Observe sensations, thoughts & feelings without judgment

I am not yet habituated to daily formal meditation, although I practice the self-inquiry practice of sages like Ramana Maharshi and Nisargadatta, and the Tibetan Buddhist Dzogchen/Mahamudra practice, which can be done in the midst of activity, throughout one’s day. As Ramana teaches, “We must be inwardly quiet, not forgetting the Self, then externally we can go on with our activities.”

I first did a 10-day Vipassana retreat in Japan c.1990, and boy, were my legs in pain for the last nine days! It took a while, but I slowly became able to do 10-day courses without my sensations, thoughts & emotions being overtaken by pain & anger. In the past two years I have done several 10-day (or 21-, and even a 40-day) meditation sessions, at temples in Thailand, and in Vipassana centers outside of Thailand, specifically Nepal.

Vipassana centers offer 20-day and longer courses only to people who have first done at least three 10-day courses, and then a 7-day Satipatthana Sutta (Sutra, Scripture) Course, which follows the same format as a 10-day course, except that the taped discourses in the evening are an examination of the sutra, one of the most widely studied discourses in the Pāli Canon of Theravada Buddhism, the foundation for contemporary Vipassana meditation practice. It stresses the practice of sati (mindfulness) “for the purification of beings, for the overcoming of sorrow and lamentation, for the extinguishing of suffering and grief, for walking on the path of truth, for the realization of nibbāna” (nirvana). This is the course I’ll be doing for the next week.

Purists might object to my mixing Vipassana theory with Tibetan Buddhism and advaida-vedanta (non-duality) teachings, but so be it. To quote Ramana again, “As you are, so is the world. Without understanding yourself, what is the use of trying to understand the world? First, find out the truth behind yourself; then you will be in a better position to understand the truth behind the world…The state we call realization is simply being oneself, not knowing anything or becoming anything. If one has realized, he is that which alone is and which alone has always been. He cannot describe that state. He can only be that.”

Dedicated persistence in the face of adversity is a must! I would expect that for most, if not all, people who begin formal meditation, when first attempting to focus only on the rising and falling of the breath, the mind is found to be a raging torrent of sensations, thoughts & emotions.

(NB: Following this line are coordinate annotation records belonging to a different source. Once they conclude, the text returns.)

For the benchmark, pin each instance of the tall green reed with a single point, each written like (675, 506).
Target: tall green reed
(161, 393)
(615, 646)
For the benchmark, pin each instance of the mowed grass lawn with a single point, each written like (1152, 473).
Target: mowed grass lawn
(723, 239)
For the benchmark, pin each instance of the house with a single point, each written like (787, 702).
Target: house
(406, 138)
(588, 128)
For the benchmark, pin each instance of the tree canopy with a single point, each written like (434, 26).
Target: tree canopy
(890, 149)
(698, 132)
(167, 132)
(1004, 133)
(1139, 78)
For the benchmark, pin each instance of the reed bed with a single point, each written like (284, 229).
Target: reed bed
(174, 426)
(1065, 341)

In that condition, quieting the mind for more than a second or two is impossible, and the idea of sitting for many hours a day seems absurd. With practice, however, the raging torrent is slowly transformed into a rolling river and, finally, a placid lake whose surface perfectly mirrors the moon.

During this transformation, one learns to dissociate from one’s thoughts and remain grounded in a blissful state of no-thought, realizing one of the most concise teachings ever, Sat-Chit-Ananda (existence-consciousness-bliss, uninterrupted by thought), an epithet and description for the subjective experience of the ultimate unchanging reality, a realization of the unity & wholeness of all existence. It can be considered a triple consciousness where all three elements can be taken separately, or considered as one because, in reality, each element is found in everything.

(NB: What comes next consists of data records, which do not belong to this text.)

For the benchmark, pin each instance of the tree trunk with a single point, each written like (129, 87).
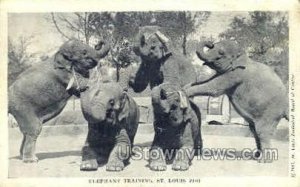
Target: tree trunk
(118, 73)
(184, 44)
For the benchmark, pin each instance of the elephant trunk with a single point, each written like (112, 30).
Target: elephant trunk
(206, 57)
(102, 49)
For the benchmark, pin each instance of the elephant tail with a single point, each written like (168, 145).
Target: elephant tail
(286, 116)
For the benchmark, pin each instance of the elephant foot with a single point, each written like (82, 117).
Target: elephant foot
(89, 165)
(263, 157)
(158, 165)
(32, 159)
(180, 165)
(116, 165)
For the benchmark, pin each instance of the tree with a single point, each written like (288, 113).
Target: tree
(264, 36)
(18, 57)
(121, 27)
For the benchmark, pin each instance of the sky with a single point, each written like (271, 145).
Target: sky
(47, 39)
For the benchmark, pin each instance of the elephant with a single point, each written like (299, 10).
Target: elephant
(177, 128)
(113, 118)
(41, 92)
(160, 62)
(253, 88)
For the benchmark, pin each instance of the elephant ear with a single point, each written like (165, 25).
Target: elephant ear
(184, 105)
(183, 100)
(236, 52)
(60, 62)
(124, 107)
(164, 41)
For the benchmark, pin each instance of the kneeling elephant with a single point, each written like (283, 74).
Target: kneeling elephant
(113, 118)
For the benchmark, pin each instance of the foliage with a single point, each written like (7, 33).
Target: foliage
(264, 36)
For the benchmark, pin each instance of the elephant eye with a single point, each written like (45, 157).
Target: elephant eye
(221, 52)
(112, 102)
(173, 107)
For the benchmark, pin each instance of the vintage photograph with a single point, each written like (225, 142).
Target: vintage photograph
(148, 93)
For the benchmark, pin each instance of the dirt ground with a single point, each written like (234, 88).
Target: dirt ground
(60, 156)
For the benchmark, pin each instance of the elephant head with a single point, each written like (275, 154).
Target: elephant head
(221, 56)
(151, 45)
(105, 103)
(171, 102)
(80, 56)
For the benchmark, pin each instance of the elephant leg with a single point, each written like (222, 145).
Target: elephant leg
(263, 131)
(157, 160)
(31, 126)
(186, 152)
(22, 145)
(120, 153)
(89, 156)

The material world is constantly changing, bodies constantly being born and dying; thoughts constantly being born and dying, in a seemingly endless chain. Underlying it all, however, is an unchanging, primordial consciousness, from which the whole universe—yea, the very spacetime continuum—emerges and returns. The concept of Śūnyatā (Emptiness) refers to the tenet that "all things are empty of intrinsic existence and nature, and also refers to the Buddha-nature teachings and primordial or empty awareness, as in Dzogchen and Zen.

Many practitioners have attained this unborn, undying realization, and meditation is not necessarily required, although I seem to need it. The various yogic paths, of bhakti (devotion), jñāna (knowledge), karma (action, e.g. feeding the poor, nursing the sick, comforting the dying), and et cetera all meet at the top of the mountain, so pick what is the obvious choice for you, and get with it because, in the body you currently are, you don’t have forever.